The highest tagged major version is v2.

semanticfw

package module

v1.1.0 Latest Latest Go to latest Published: Jan 11, 2026 License: MIT Imports: 18 Imported by: 0

Details

Valid go.mod file
Redistributable license
Tagged version
Stable version
Learn more about best practices

Repository

github.com/BlackVectorOps/semantic_firewall

Links

Open Source Insights

README ¶

Semantic Firewall

Detect logic corruption that bypasses code reviews.

Semantic Firewall generates deterministic fingerprints of your Go code's behavior, not its bytes. It uses Scalar Evolution (SCEV) analysis to prove that syntactically different loops are mathematically identical, and a Semantic Zipper to diff architectural changes without the noise.

Quick Start

# Install
go install github.com/BlackVectorOps/semantic_firewall/cmd/sfw@latest

# Fingerprint a file
sfw check ./main.go

# Semantic diff between two versions
sfw diff old_version.go new_version.go

Check Output:

{
  "file": "./main.go",
  "functions": [
    { "function": "main", "fingerprint": "005efb52a8c9d1e3..." }
  ]
}

Diff Output (The Zipper):

{
  "summary": {
    "semantic_match_pct": 92.5,
    "preserved": 12,
    "modified": 1
  },
  "functions": [
    {
      "function": "HandleLogin",
      "status": "modified",
      "added_ops": ["Call <log.Printf>", "Call <net.Dial>"],
      "removed_ops": []
    }
  ]
}

Why Use This?

"Don't unit tests solve this?" No. Unit tests verify correctness (does input A produce output B?). sfw verifies intent and integrity.

A developer refactors a function but secretly adds a network call → unit tests pass, sfw fails.
A developer changes a switch to a Strategy Pattern → git diff shows 100 lines changed, sfw diff shows zero logic changes.

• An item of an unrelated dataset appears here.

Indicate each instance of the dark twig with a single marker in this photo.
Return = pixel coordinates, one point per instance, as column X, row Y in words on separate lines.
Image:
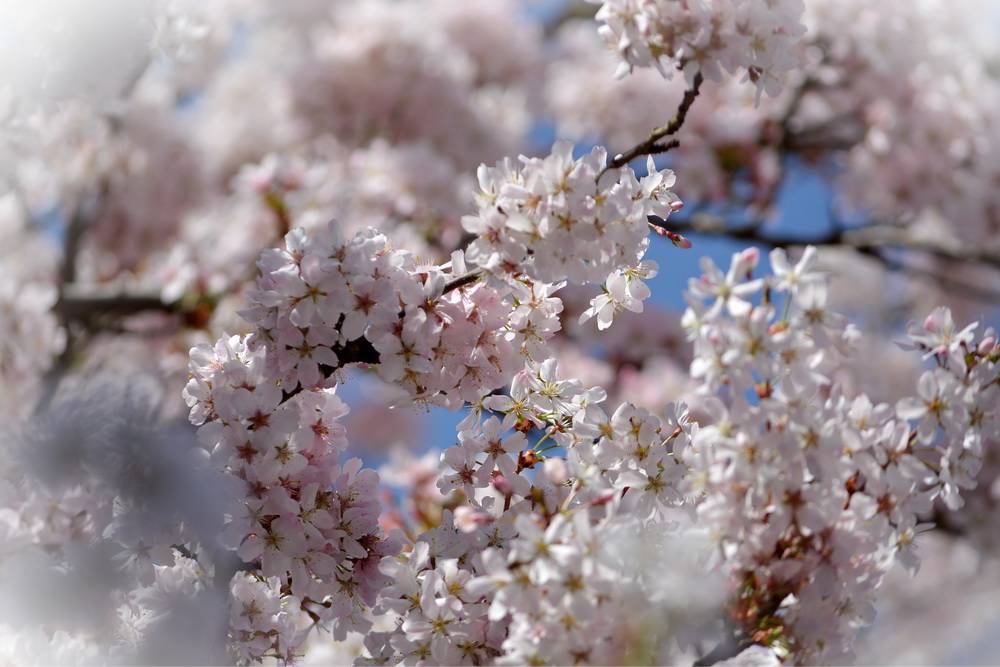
column 650, row 145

Traditional Tooling	Semantic Firewall
Git Diff — Shows lines changed (whitespace, renaming = noise)	sfw check — Verifies control flow graph identity
Unit Tests — Verify input/output (blind to side effects)	sfw diff — Isolates actual logic drift from cosmetic changes

Use cases:

Supply chain security — Detect backdoors like the xz attack that pass code review
Safe refactoring — Prove your refactor didn't change behavior
CI/CD gates — Block PRs that alter critical function logic

CI Integration: Blocker & Reporter Modes

sfw supports two distinct CI roles:

Blocker Mode: When a PR claims to be a refactor (via title or semantic-safe label), sfw enforces strict semantic equivalence. Any logic change fails the build.
Reporter Mode: On feature PRs, sfw runs a semantic diff and generates a drift report (e.g., "Semantic Match: 80%"), helping reviewers focus on the code where behavior actually changed.

GitHub Actions Workflow

name: Semantic Firewall

on:
  pull_request:
    branches: [ "main" ]
    types: [opened, synchronize, reopened, labeled]

jobs:
  semantic-analysis:
    runs-on: ubuntu-latest
    steps:
      - uses: actions/checkout@v4
        with:
          fetch-depth: 0

      - uses: actions/setup-go@v5
        with:
          go-version: '1.24'

      - name: Install sfw
        run: go install github.com/BlackVectorOps/semantic_firewall/cmd/sfw@latest

      - name: Determine Mode
        id: mode
        run: |
          if [[ "${{ contains(github.event.pull_request.labels.*.name, 'semantic-safe') }}" == "true" ]] || \
             [[ "${{ contains(github.event.pull_request.title, 'refactor') }}" == "true" ]]; then
            echo "mode=BLOCKER" >> $GITHUB_OUTPUT
          else
            echo "mode=REPORTER" >> $GITHUB_OUTPUT
          fi

      - name: Run Blocker Check
        if: steps.mode.outputs.mode == 'BLOCKER'
        run: sfw check ./

      - name: Run Reporter Diff
        if: steps.mode.outputs.mode == 'REPORTER'
        run: |
          BASE_SHA=${{ github.event.pull_request.base.sha }}
          git diff --name-only "$BASE_SHA" HEAD -- '*.go' | while read file; do
            [ -f "$file" ] || continue
            git show "$BASE_SHA:$file" > old.go 2>/dev/null || touch old.go
            sfw diff old.go "$file" | jq .
            rm old.go
          done

Library Usage

import semanticfw "github.com/BlackVectorOps/semantic_firewall"

src := `package main
func Add(a, b int) int { return a + b }
`

results, err := semanticfw.FingerprintSource("example.go", src, semanticfw.DefaultLiteralPolicy)
if err != nil {
    log.Fatal(err)
}

for _, r := range results {
    fmt.Printf("%s: %s\n", r.FunctionName, r.Fingerprint)
}

Technical Deep Dive

Click to expand: SCEV & The Zipper

How It Works

Parse — Load Go source into SSA (Static Single Assignment) form
Canonicalize — Normalize variable names, branch ordering, loop structures
Fingerprint — SHA-256 hash of the canonical IR

The result: semantically equivalent code produces identical fingerprints.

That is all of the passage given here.